Of course it is that much more enjoyable in the company of friends. So to share our Sunday experience let's begin with breakfast.
Now John is a brekky specialist whether it's crispy bacon with eggs and hash browns or as simple as toast and jam but today's breakfast is a delightful Spanish omelette consisting of panfried potatoes, capsicum, onions, peas and eggs. Joining us for breakfast are Marc & Lindsay from our neighbouring condo. Both are South African born, NZ citizens living as expats in Singapore, having a jolly good time just like us.
Stomach full we are ready to be cultured today and take off for the stunningly refurbished National Museum of Singapore to view a collection of Impressionists artworks. However, not before Marc & Lindsay devour a five layered chocolate mousse (each layer has different quantities of cocoa), John and I fight over the chocolate cheesecake and Trini demolishes her own red velvet cupcake, along with a round of cappuccinos and tea.
The Impressionists exhibition from D'Orsay Museum, France presents 140 artworks from artists the likes of Gaugain, Van Gogh & Monet. Personally the icing on the cake for this exhibition is seeing Van Gogh's stunning Starry Nights painting, which I have only ever experienced in print format and let me tell you, it is a superb painting.
|Starry Night by Vincent Van Gogh [1888-89]|
Halfway through the exhibition, we took a rest in the interactive space where Trini along with John, Marc & Lindsay created their own work of art featuring Lightning McQueen and Mater from Pixar's Cars movie, a purple Brachiosaurus, 2 pink aeroplanes, Camilla & Charles lookalikes, a gigantic yellow flower and a pink heart.
|The modern artists with the completed artwork |
From here we moved onto the Museum's permanent exhibitions being the:
- Fashion Gallery depicting Singapore's fashion style between 1950 and 1970.
- William Farquhar's Collection of Natural History Drawings. William commissioned locals to illustrate the diverse flora and fauna of the Malay Peninsula in the 1800s and amassed a spectacular collection of 477 drawings which have over time and through Mr GK Goh's efforts found their way back to Singapore. The complete set has been donated by Mr Goh to the Museum.
- Food Gallery representing 10 iconic dishes, Singapore's street food culture and its diverse and cross-cultural origins.
- Photography Gallery portraying 100 years of Singaporean life through family portraits and albums of old photographs.
|William Farquhar's Durian (aka King of Fruits).

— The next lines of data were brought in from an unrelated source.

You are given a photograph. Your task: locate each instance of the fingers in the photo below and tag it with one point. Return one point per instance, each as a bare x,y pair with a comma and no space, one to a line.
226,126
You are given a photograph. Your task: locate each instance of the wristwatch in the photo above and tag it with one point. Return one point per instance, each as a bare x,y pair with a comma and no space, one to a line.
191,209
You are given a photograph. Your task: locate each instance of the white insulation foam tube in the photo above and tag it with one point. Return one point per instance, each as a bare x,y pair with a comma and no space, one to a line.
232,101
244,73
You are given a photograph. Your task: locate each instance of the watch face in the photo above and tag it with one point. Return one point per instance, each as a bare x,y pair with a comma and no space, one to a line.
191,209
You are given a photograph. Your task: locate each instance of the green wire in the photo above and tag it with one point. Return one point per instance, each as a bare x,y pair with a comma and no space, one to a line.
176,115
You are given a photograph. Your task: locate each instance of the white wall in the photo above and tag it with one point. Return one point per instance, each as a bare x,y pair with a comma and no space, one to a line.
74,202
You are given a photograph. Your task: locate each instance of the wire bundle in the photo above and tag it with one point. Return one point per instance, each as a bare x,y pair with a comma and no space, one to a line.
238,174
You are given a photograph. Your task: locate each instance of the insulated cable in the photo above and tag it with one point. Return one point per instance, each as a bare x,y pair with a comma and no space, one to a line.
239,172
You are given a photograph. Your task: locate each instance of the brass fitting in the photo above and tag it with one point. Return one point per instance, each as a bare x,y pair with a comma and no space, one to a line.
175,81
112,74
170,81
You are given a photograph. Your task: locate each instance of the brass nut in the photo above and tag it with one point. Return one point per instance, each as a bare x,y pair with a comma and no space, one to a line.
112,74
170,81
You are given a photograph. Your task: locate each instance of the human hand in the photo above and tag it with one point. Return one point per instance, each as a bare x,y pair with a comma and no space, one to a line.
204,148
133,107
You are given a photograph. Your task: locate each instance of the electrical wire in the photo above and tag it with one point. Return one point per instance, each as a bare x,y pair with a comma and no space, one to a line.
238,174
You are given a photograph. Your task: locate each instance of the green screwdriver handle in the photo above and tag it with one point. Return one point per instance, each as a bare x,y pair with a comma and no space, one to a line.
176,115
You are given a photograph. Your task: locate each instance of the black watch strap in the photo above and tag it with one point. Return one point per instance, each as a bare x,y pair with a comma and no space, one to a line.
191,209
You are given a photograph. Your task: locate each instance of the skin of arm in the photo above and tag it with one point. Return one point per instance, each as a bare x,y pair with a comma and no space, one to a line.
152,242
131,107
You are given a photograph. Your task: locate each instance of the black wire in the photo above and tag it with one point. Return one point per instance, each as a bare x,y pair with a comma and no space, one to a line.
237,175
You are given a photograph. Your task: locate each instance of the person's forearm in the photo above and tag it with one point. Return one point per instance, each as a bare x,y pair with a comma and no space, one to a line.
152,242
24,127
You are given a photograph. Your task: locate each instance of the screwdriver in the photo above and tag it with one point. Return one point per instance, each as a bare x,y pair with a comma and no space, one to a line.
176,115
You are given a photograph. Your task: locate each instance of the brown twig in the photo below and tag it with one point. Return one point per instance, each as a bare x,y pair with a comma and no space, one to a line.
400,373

Tastes like a rich custard|
but has a phenomenonally strong odour that many find offensive.
Watching roti pratha being made in the Food Gallery got Marc's taste buds running a muck and a visit to a roti specialist at Parkway Parade was underway. By now the typical monsoon season is at hand with tropical rain aplenty but that did not deter us from hopping on a train and then a bus to get to the Mall for some roti (forget the taxis they were nowhere to be found).
In the Mall's foodcourt, John and Marc order cheese roti, egg roti and plain roti. Totalling 12 rotis we left not a morsel in sight. By this stage it's 7pm and Trini has passed out. Good ol' daddy works off the roti by carrying Trini and all of her 17kg by heading back to the bus stop because the taxi stand is chockas and booking one is impossible.

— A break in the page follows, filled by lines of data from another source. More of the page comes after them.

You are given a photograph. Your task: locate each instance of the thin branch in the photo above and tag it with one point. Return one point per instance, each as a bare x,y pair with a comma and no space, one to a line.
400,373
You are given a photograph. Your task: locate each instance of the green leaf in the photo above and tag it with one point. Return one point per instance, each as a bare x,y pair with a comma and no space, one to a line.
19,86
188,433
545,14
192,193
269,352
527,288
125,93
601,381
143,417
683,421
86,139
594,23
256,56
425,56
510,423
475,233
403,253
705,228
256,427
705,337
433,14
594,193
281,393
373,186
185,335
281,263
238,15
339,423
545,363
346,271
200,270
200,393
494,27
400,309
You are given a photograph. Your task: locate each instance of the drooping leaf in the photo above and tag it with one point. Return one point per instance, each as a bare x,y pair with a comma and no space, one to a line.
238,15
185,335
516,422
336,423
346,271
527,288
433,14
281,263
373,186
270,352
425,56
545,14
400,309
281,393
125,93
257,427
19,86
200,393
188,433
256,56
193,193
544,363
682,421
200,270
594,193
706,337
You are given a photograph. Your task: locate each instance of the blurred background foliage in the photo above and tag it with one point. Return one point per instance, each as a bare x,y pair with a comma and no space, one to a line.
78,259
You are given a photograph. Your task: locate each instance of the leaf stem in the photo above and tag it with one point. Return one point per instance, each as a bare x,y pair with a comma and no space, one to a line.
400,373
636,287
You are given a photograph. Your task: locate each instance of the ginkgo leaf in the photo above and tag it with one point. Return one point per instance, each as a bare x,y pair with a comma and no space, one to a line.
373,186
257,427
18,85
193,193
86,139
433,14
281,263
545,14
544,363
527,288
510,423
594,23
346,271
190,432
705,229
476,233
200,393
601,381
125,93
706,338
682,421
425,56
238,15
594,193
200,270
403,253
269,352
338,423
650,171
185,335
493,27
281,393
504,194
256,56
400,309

Since it's still raining and the bus stops near Marc & Lindsay's condo but not ours, we do a pitstop at their place for a Rooibos tea which is a popular South African tea. A delightful flavour that to me was a cross between herbal and normal tea, it has no caffeine in it, it's filled with antioxidants and has low tannin levels. Eventually we brave the weather and make our way home with our own box of Rooibos tea courtesy of our friends.
A long and busy Sunday, we now satisfactorily sit back on our lounge suite with a glass of Red Gum Vale Shiraz Cabernet.
So if you live in Singapore and you feel like being cultured, do check out the Museum's travelling exhibitions. You never know what might be on display.